Teaching bias mitigation strategies “At the organizational level, the author proposed the development of an inclusion strategy to show commitment to reducing bias, from hiring and retaining diverse faculty to admissions and assessment committees.”
Reduce misrepresentation of race in the curriculum The authors highlight a successful implementation of a multi-stage approach comprised of “asking first-year medical students to engage with materials about implicit bias (e.g., books and film), encouraging students to take the IAT to identify personal biases, and engaging in open discussions with peers and faculty.”

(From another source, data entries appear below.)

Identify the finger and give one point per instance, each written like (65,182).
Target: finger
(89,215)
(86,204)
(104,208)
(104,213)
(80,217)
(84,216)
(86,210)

Organizational commitment to recruit and retain diverse staff The authors point to a study recommending “assessing the use of language in recruitment materials, considering where job opportunities are advertised, improving faculty reviewing processes to recognize talent within the diverse staff and provide clear information, mentoring, and support regarding formal processes for promotion.” They add that it is equally important to implement an effective inclusion strategy along with efforts to increase diversity.
Creating trusting spaces “Many studies indicate the importance of informal networks and support groups and suggest faculty should help students to benefit from interracial communication by allocating diverse peers for group work.”
Conclusions
The authors highlight that medical students experience the effects of implicit racial bias, but the effects remain unclear. Hence, they conclude that more research should be conducted into the specific consequences of implicit bias on the well-being and academic progression of medical students of color. The authors also recommend conducting more longitudinal studies to understand the effects of different interventions and techniques across time and place. Lastly, they highlight the need for both interventions that target various contributing factors of racial bias and high-quality corresponding studies that assess the efficacy of these interventions.